Federal prosecutors branded Yahweh the most notorious criminal in South Florida, charging he used his Temple of Love as a front for a cult that enslaved its followers, controlled what they ate, who they married and even when and how they had sex. Two residents who resisted the group’s 1986 takeover of a drug-infested apartment were allegedly shot, and ex-members turned up dead. A Delray Beach neighborhood was bombed after residents and Yahweh’s followers butted heads during a recruiting effort there.
Yahweh, who was finally arrested in 1990, also faced allegations of sexual abuse involving girls as young as 10.
During his five-month trial, Yahweh’s sister and nephew testified he ordered men, women and children to join in the beating death of a sect member. An ex-member testified he ordered another follower executed for gossiping, but spared his life after drawing blood with a machete. It was also alleged that Yahweh ordered the ears of his victims to be cut off as proof they were killed.
In 1992 Yahweh was indicted, tried and convicted of conspiracy, for which he served 11 years of an 18-year federal prison sentence stemming from his role in up to 23 killings. He was never convicted on murder charges.
At the time of Yahweh’s death, he had been released on early parole and his attorneys said he had advanced cancer and wanted to die with dignity, but prosecutors argued that even though he was ailing he was still a threat.
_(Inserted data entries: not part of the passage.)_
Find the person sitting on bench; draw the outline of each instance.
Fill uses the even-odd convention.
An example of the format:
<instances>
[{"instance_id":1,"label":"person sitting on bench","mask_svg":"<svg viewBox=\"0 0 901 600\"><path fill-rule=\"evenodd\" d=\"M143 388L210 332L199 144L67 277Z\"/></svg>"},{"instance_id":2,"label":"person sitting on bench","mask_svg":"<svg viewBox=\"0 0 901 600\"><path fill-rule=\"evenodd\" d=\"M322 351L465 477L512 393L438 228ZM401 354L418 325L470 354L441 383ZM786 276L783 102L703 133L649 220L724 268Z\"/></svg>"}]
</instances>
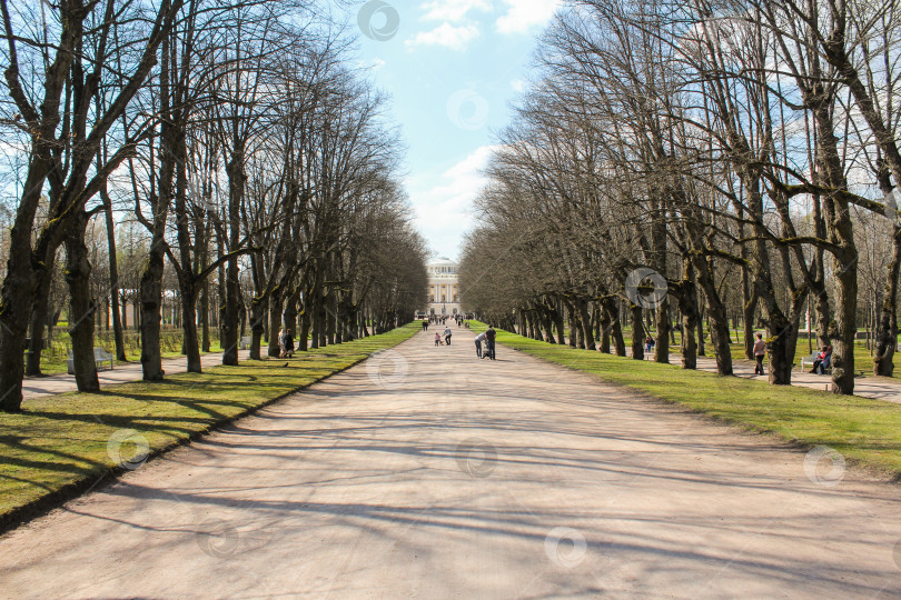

As for Amani, he is today an author and a grandfather of 11 who describes his life today as “wonderful.” He hopes viewers watching “Uncovered” will understand that not only cults are real, but that anyone can easily be swayed to the dark side.
“I hope they understand the extremism that’s out there,” said Amani. “I think we’re living in very extremist times… And with social media, people are very bold in sharing their so-called opinions. But the cult phenomenon is very real. And there’s a lot of work to be done.”
"Uncovered: The Cult of Yahweh ben Yahweh" airs March 10 at 7 p.m. on Oxygen. The Associated Press contributed to this report.